For me, the most interesting of the well-to-do travellers are the group sometimes labelled ‘experiential’ travellers.  What is an experiential traveller?  Simply, someone who seeks a more enriching experience on their holiday, by engaging more deeply with the local culture.  In so doing they create enduring memories, and even relationships, because they are fortunate enough to be able to afford to go the 'extra yard' to achieve their goals.

These are people who abhor being shuffled on and off boats and buses to see the same sights, and eat in the same restaurants, as the ostensibly identical group who moved through the same quaint little village just yesterday.  They may even fantasise about the golden age of travel when tourists could arrive in remote villages under their own steam to be met with surprise and curiosity, rather than a child trying to push trinkets on them, or drag them into the family's restaurant; a time when it was possible to happen onto a cultural event, like a community dance or street party, and be certain is wasn’t arranged for your entertainment by the tour operator.  Now, I know it’s still possible to find such places in the world, but they are increasingly rare; and they are very unlikely to happen in the company of a tour operator, no matter how boutique.  
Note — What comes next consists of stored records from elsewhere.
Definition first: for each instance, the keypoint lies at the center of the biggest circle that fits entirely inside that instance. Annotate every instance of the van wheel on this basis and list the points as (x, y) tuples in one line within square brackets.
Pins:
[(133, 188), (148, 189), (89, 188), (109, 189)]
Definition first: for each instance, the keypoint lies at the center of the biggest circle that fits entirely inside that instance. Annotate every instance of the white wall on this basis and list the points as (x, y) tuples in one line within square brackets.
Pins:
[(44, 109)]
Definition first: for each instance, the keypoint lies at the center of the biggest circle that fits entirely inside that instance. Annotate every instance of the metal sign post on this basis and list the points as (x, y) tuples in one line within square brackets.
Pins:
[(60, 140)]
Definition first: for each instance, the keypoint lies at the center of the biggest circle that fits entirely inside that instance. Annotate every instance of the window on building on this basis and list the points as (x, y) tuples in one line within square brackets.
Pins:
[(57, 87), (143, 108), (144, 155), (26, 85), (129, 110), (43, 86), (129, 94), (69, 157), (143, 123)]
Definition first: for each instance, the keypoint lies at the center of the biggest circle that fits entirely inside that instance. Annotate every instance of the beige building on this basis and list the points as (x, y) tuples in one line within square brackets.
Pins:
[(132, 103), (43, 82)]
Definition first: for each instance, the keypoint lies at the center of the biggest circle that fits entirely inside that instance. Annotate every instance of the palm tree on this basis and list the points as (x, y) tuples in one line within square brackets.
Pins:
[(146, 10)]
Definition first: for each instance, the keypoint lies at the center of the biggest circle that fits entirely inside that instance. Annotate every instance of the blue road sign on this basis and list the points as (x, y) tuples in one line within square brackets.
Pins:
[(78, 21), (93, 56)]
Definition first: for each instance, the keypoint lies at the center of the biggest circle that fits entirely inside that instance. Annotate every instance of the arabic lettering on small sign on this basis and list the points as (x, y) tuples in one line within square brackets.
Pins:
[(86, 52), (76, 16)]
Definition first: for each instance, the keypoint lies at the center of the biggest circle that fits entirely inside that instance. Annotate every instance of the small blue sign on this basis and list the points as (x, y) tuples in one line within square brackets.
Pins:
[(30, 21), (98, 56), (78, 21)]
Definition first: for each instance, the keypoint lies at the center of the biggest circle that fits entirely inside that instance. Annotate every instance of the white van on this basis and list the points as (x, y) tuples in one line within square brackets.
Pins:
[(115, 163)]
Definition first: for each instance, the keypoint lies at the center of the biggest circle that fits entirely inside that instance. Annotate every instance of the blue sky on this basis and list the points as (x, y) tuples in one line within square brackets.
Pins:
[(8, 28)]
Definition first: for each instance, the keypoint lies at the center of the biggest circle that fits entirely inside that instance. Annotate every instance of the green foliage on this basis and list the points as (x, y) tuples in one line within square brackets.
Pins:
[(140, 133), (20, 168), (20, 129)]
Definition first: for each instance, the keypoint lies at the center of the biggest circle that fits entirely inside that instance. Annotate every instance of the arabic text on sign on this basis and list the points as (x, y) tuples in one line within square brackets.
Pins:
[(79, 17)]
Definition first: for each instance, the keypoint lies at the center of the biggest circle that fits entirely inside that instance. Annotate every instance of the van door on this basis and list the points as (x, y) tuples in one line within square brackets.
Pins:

No doubt there's a degree of snobbery that accompanies the term 'experiential', as it's used by high-end travel agents to lure clients with the promise of something different, although I have to say I do admire travellers who can afford a trip on the QE2, but who choose instead a two-day trek to a hill tribe, or a week in a log cabin tracking bears (more on that later).

 
 
 
 
 
 

A chance encounter with Independence Day Celebrations in Southern Madagascar.

 
 
 
 
 
 
 
 

A quick anecdote:  In 2006 I was on a recce trip in search of a location for a film, and found myself in a village called La Merced, deep in the Cordillera Negra in a remote pocket of Peru.  The valley in which the village is located is only about 50 kms, as the crow flies, from the spectacular Huascaran – an international climbing Mecca and once the site of one of the World's worst recorded avalanches - but when we rolled down the narrow bumpy track into beautiful La Merced, perched as it is on the side of a steep valley wall, we were told that no one could remember a gringo coming to the village before.  I was gob-smacked.  Could it be true, in a world were you can get to most anywhere in 24 hours, that no non-Latino had made the trip over the mountains in living memory?  And we were told this over and over.  Irrespective, it was clear that they were not accustomed to 'outsiders'.  There was no cynicism, no mistrust.  Simply everyone we met was affable and gregarious. No advertising signage, no mobile phone reception.  Just a collection of one hundred year old adobe buildings around a town square dominated by a Catholic church.  Unfortunately, between the recce trip and our return a month later for filming, the enthusiastic mayor of the village ordered all the buildings be painted, thereby robbing the village of some of its crumbling charm, but that's another story.